2. Amplify it by leveraging the government’s bullypulpit. As outlined in the aforementioned letter from the HRBA, most healthcare organizations don’t realize that if they withhold patient information, they are in violation of HIPAA requirements. Making these HIPAA violations available to the public would help inform patients of providers that don’t have their best interests in mind and encourage providers to be more patient centric. During the meeting, Leon Rodriguez shared that an organization was fined $4.3 million for failing to provide patient records. The government’s megaphone would also broaden exposure to new reimbursement models that can be deployed more broadly. Physicians obviously care greatly about having their patients be as healthy as possible.  Once financial incentives align with healthy outcomes, they are more than smart enough to figure it out. The byproduct is greater patient involvement.

3. Sustain it with reimbursement reform. As mentioned above and in the video, reimbursement shifts are accelerating. To my knowledge, Medicare only has one reimbursement that is focused on proactive wellness versus reactive services (Annual Wellness Visit introduced in January 2011). Even this lonely reimbursement isn’t widely known or utilized. Virtually all outcomes-based payment will naturally require patient involvement to be successful.  Since the architecture to engage individuals in their care is fundamentally different than architectures to optimize billing (the core purpose of legacy healthIT), it will create demand for new systems.

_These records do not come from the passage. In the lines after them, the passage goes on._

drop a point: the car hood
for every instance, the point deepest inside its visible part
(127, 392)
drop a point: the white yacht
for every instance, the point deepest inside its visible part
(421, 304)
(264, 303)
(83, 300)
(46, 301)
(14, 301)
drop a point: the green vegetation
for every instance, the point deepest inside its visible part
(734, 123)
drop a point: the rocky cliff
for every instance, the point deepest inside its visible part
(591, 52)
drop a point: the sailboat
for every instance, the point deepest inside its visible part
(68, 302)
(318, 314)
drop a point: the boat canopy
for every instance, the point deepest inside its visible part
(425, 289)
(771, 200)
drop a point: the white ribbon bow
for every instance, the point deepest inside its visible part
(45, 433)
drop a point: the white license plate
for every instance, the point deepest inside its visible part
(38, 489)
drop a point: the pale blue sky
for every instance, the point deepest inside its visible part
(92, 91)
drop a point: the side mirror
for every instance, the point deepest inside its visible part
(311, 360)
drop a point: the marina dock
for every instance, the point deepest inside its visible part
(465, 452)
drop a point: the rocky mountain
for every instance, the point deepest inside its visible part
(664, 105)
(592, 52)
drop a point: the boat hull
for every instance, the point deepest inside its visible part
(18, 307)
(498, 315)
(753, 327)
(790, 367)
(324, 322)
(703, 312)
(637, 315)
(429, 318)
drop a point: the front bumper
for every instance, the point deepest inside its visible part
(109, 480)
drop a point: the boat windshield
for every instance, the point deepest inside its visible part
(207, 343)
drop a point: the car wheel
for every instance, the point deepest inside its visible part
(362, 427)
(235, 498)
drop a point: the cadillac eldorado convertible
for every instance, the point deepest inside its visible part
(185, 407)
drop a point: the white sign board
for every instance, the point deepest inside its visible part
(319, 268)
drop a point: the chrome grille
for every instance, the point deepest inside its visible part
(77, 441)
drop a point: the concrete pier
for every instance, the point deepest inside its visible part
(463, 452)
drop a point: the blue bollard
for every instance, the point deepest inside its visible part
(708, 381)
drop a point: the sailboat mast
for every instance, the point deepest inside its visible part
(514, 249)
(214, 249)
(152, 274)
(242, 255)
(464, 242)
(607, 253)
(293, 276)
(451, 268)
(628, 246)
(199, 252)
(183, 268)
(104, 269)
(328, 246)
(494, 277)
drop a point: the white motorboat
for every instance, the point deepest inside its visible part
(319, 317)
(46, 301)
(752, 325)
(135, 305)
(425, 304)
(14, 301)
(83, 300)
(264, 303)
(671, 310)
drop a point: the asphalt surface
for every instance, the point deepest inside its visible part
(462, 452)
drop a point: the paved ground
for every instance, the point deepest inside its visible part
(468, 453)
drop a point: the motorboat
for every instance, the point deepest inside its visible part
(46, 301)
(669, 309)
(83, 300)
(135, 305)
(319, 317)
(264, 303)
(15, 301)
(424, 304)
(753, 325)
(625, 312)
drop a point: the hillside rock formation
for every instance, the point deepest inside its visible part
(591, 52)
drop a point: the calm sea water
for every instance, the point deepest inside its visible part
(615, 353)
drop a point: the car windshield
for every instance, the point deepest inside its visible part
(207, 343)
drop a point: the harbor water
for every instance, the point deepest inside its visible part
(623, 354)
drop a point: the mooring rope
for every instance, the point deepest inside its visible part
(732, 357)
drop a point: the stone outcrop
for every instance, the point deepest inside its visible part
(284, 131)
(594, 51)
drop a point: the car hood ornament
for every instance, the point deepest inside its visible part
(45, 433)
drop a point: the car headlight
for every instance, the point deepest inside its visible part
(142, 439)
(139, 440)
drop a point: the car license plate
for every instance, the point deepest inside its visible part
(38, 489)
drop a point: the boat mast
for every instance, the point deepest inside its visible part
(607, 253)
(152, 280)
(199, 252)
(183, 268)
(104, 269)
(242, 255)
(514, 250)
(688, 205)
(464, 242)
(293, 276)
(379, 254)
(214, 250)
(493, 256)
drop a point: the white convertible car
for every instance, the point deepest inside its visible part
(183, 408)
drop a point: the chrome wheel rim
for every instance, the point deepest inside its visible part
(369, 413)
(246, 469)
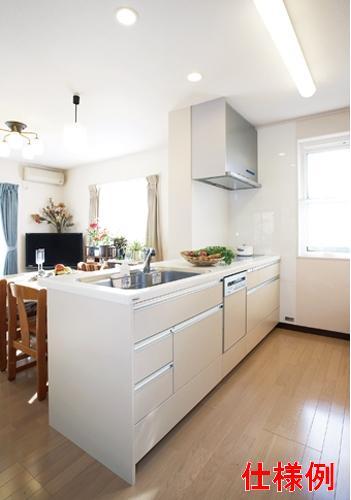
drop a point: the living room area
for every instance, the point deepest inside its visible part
(123, 206)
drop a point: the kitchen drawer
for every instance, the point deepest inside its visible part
(261, 302)
(161, 314)
(197, 343)
(255, 278)
(152, 391)
(151, 354)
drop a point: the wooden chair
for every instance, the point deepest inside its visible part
(3, 325)
(31, 336)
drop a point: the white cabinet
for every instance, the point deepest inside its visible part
(197, 343)
(259, 275)
(159, 315)
(152, 353)
(234, 318)
(152, 391)
(261, 302)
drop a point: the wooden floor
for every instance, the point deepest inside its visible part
(288, 400)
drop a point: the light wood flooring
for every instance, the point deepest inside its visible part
(288, 400)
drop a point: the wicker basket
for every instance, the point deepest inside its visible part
(202, 260)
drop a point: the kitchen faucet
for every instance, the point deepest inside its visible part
(150, 252)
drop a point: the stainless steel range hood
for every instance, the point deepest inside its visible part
(223, 146)
(231, 181)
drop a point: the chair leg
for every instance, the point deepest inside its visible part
(42, 369)
(11, 375)
(3, 355)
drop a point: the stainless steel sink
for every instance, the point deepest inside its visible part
(139, 279)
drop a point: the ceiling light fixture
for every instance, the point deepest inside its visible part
(194, 77)
(126, 16)
(75, 134)
(277, 22)
(15, 138)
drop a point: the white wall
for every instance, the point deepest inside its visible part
(198, 213)
(267, 218)
(118, 169)
(31, 198)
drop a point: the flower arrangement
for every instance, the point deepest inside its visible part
(55, 214)
(97, 236)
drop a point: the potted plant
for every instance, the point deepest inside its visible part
(97, 241)
(136, 250)
(121, 244)
(56, 215)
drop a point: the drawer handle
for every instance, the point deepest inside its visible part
(151, 340)
(196, 319)
(261, 285)
(152, 377)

The good news is the healthcare providers with the most impressive improvements in health outcomes haven’t built that success around expensive integrations with legacy healthIT. Rather, they have recognized that Communication is the Most Important Medical Instrument. Information in legacy healthIT has little to say about the decisions the individual (or family member) makes that drive health outcomes. Thus, when reimbursement reform is in place, success has a lot less to do about internal workflow in health systems that represent less than 1% of a patient’s life. Rather, outcomes are driven by the 99+% of a person’s life when they aren’t with their clinical team.

Conclusion

As much as I’m a believer in the power of technology to disrupt industries, healthcare is unique with its 3rd and 4th party payment models. Without changing provider reimbursement, the best technology in the world will be stymied. My hope is that 25 years from now, one of President Obama’s biggest accomplishments will be tearing down the walled gardens of healthcare and giving people a voice in the healthcare system and that his efforts will result in much greater value realized from our currently highly inefficient healthcare system.